Applying the metabolite-centric view introduced here to the published model iJO1366 of E. coli, we discovered a number of hitherto not discussed peculiarities in network behaviour:

A systematic analysis of the balance sheets of all energy metabolites revealed unexpectedly strong activity of dihydroxyacetone kinase, which further led to the discovery of the high activity of fructose-6-phosphate (F6P) aldolase in the FBA solution. Usually, F6P is phosphorylated once more to fructose 1,6-bisphosphate, and only that is cleaved (into glyceraldehyde 3-phosphate and dihydroxyacetone phosphate). F6P aldolase was discovered in E. coli in 2000 [54], but its function in vivo remains obscure. Moreover, nothing is known about in-vivo expression of this enzyme. Schürmann and Sprenger [54] note that the F6P cleavage reaction is 10 kJ mol−1 more endergonic than the fructose-1,6-bisphosphate cleavage reaction, making it unlikely for the reaction to proceed in the cleavage direction rather than the reverse direction. The central role, tight regulation, and ubiquitous presence of fructose-bisphosphate aldolase in the glycolytic pathways of all organisms capable of classical (Embden-Meyerhof-Parnas) glycolysis sheds further doubt on a notable alternative being active in E. coli. While the two reaction pairs F6P kinase + fructose-bisphosphate aldolase and F6P aldolase + dihydroxyacetone kinase are stoichiometrically equivalent except for the phosphorylating agent involved (ATP vs. PEP), the model would likely reflect the metabolic behaviour in vivo more accurately if the flux through F6P aldolase were constrained so as to disallow the cleavage direction. Possibly, the reaction should even be omitted altogether until more is known about in-vivo expression and regulation of the enzyme. The inclusion of F6P aldolase in the model (which is not discussed by the authors of iJO1366 or either of its predecessors iAF1260 and iJR904) may represent a case of a spurious enzyme function, possibly resulting from blanket inclusion of all enzymes found in an automated database search. If added with unconstrained flux, such cryptic enzymes can dramatically lower the quality of the predictions made by the model.
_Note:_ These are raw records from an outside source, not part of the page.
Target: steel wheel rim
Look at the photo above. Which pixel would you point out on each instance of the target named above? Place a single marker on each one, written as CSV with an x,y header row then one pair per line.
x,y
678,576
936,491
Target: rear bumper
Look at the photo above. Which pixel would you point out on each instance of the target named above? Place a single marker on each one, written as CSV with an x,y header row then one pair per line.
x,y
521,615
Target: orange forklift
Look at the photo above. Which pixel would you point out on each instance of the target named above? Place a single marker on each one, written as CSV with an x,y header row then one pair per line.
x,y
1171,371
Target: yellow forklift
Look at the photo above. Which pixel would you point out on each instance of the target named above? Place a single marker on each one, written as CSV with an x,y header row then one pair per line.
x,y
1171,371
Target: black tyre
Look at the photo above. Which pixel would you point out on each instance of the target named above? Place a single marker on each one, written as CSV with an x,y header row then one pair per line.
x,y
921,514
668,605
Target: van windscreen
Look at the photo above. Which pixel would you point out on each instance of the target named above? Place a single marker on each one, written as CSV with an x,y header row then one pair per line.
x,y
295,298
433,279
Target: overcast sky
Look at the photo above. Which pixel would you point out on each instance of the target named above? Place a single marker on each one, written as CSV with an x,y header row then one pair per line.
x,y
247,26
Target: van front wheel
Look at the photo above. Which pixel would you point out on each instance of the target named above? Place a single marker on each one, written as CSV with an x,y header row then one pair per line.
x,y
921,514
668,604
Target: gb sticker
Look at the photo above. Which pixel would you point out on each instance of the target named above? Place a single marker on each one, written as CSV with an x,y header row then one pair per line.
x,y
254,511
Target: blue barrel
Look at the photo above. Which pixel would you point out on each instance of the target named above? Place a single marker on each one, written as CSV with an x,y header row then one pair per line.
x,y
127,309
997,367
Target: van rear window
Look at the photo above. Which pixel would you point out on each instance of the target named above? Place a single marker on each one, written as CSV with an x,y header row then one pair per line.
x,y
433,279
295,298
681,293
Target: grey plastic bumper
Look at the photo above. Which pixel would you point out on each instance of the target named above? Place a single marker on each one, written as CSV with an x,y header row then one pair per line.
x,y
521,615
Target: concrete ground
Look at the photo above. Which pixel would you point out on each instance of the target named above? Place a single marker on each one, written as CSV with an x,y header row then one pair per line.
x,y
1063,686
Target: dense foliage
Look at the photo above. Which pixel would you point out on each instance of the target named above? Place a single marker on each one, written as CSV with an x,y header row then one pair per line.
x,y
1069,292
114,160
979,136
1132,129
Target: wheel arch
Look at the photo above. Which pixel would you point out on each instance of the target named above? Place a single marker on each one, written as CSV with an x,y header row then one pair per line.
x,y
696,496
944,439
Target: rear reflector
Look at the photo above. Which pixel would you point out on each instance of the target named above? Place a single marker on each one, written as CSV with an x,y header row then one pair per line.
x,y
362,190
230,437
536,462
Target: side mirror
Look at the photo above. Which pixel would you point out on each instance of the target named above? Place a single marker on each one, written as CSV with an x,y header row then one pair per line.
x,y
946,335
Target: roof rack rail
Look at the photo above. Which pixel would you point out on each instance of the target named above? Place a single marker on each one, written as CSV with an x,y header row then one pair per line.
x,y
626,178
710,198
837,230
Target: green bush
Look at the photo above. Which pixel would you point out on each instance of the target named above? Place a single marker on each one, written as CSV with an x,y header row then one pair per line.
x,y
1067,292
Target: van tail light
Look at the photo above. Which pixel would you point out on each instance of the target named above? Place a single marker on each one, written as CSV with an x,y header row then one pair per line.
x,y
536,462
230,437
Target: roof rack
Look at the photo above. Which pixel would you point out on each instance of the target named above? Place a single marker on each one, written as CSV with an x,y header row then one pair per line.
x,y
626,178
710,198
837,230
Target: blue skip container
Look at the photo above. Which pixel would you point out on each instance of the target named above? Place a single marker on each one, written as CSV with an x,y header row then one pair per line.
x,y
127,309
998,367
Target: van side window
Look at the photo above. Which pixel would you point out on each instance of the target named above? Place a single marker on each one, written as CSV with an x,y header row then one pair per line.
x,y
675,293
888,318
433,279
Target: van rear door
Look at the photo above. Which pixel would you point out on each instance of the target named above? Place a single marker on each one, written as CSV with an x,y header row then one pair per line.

A systematic survey of metabolite essentiality resulted in the equally surprising observation that in the model, fructose 1,6-bisphosphate is nonessential for optimal growth. The reason was found in the sedoheptulose bisphosphate bypass, which is equivalent to the standard reactions of phosphofructokinase and fructose bisphosphate aldolase with regard to biomass flux. Notable activity in this pathway has, however, only been observed in transaldolase-deficient mutants, but never in wild-type strains of E. coli[46]. It is likely that the affinities of these enzymes to the respective sedoheptulose phosphates are much lower than to the corresponding fructose phosphates, so that in vivo, the bypass reactions would not be expected to display significant activity unless there is an accumulation of sedoheptulose 7-phosphate for some reason. Therefore, it would be advisable to constrain the fluxes through the bypass reactions to zero when specifically studying the wild-type network.

We found a strong discrepancy between the predicted NADPH balance and that measured in [48]. This discrepancy is explained by the fact that in vivo, a more costly reaction (proton-translocating transhydrogenase) accounts for a substantial fraction of the NADPH produced. Flux through this reaction reduces the number of protons in the periplasm available to ATP synthase, which means that more carbon has to be respired to CO2, lowering the biomass yield. Therefore, this reaction is not used for the generation of NADPH in an FBA flux distribution optimised for biomass production. To improve the capability of the model to predict fluxes in ‘aerobic growth on sugars’ scenarios, a flux through this reaction needs to be enforced, as we could show in preliminary tests with altered simulation parameters. Ideally, this should be done by postulating a stoichiometric coupling to one or more other reactions instead of fixing the flux at an absolute value. For instance, a constant ratio of periplasmic protons might be forced to take this route, resulting in a stoichiometric coupling to ATP synthase. Or, if that should reproduce experimental results more faithfully, the flux through this reaction could be coupled to the fluxes through other NADPH-producing reactions. In the absence of new experimental data, a black-box approach could also be taken, where the transhydrogenase flux would be set to a fixed fraction of the carbon flux entering the system. Of course, the ratio between NADPH-producing reactions may change dramatically depending on carbon source and availability of oxygen, so that any such constraints are only valid for the particular scenario of carbon-limited aerobic growth on sugars.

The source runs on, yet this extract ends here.